In case of default debentures will become shares. The so-called monumental step envisages also raising resource by the government from the market to meet the recapitalization cost. Will it not compromise the avowed oft repeated objective of fiscal responsibility and sound management of budget? Off-balance sheet mechanisms are tempting but will not impress international rating agencies.

The most disappointing atmosphere is that nobody at professional level has the courage to say that there is no quick fix. Frankly speaking the bank officials at the cutting-edge level will not take decision to lend no matter what is the revival package and what is the liquidity situation as long as there are no assurances against future adverse conclusions from investigating agencies on their decisions. Everybody is wise after the event.

There is a saying “once beaten twice shy”. Even if everything is congenial, there should be viable and creditworthy projects. There is also no guarantee that projects after sound technical, financial, managerial and economic appraisal would remain viable in an atmosphere of uncertain political and social environment which bedevil our nation.

At the same time, it is pathetic that in every congregation of businessmen, industrialists, corporate honchos, senior civil servants and top political leaders there are eulogies on big ticket reforms and cacophony that the country is poised for rapid progress and the whole world is waiting to come. Self delusion will take us nowhere.

Real problem is that the machinery of the public institution whether government or PSUs is unequal to the task and human resource that support the machine are demotivated and there is no animal spirit and risk-taking appetite among the business community.

Although stock market is bubbling either through domestic investment and foreign portfolio investment, manufacturing industry is somnolent which the cause of joblessness is. This shows that every investor is looking for, quick, safe and good return but it is not able to put its money on long term manufacturing industry which would create jobs.

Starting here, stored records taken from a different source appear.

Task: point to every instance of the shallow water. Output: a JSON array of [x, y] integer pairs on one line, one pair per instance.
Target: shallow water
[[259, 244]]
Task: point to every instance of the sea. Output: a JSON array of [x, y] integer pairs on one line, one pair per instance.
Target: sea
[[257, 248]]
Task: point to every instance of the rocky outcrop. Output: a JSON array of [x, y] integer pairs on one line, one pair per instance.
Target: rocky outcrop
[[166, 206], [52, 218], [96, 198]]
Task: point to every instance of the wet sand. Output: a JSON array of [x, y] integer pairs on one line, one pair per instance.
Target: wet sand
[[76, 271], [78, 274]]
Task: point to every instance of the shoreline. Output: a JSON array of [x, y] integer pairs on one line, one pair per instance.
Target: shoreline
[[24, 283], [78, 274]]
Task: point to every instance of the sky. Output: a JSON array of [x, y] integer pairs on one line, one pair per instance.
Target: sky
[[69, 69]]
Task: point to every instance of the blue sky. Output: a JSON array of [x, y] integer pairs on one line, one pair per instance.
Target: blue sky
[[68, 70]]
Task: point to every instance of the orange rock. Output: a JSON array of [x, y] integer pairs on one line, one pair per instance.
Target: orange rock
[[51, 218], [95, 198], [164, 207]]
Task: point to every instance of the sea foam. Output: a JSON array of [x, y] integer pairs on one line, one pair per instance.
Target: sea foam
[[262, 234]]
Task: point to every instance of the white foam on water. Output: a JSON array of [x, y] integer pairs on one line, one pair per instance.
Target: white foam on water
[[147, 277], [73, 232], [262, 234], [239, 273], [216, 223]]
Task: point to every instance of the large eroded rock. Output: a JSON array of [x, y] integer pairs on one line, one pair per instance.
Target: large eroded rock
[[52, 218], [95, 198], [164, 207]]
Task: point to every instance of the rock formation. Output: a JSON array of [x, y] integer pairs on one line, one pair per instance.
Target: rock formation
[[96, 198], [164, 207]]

That India is a good financial market is well recognized notwithstanding the Indian stocks are highly priced. Hence Foreign Portfolio Investment registration has expanded for participation in bonds and equity market. The rising middle class in India also attract foreign companies to sell their goods. Interests shown by Nestle, Metro and Unilever during the recent congregation of global food processing industry are understandable.

How to resurrect the business sentiment is a million dollar or billion dollars or even trillion-dollar question? The Indian bureaucracy, a huge apparatus bequeathed by the imperial British, is stubbornly slow and not totally free from graft. Political neutrality of civil service is very often questioned.
Upper echelon of civil service directly exposed to political forces and hawkish media attention work under tremendous tension and have lost the ability to take difficult decision without fear and favour. Business community particularly in the MSME sector always needs hand-holding from the bureaucracy which is absent due to increasing facelessness and anonymity due to fear of allegations of showing favour. Any business-friendly decision is questioned and viewed with suspicion.

A good and stable law and order situation is pre-requisite and fundamental to investment climate. Sustainable development is dependent upon harmonious society, cooperation among all segments of civil society, respect for diversity, and conscious effort for building consensus.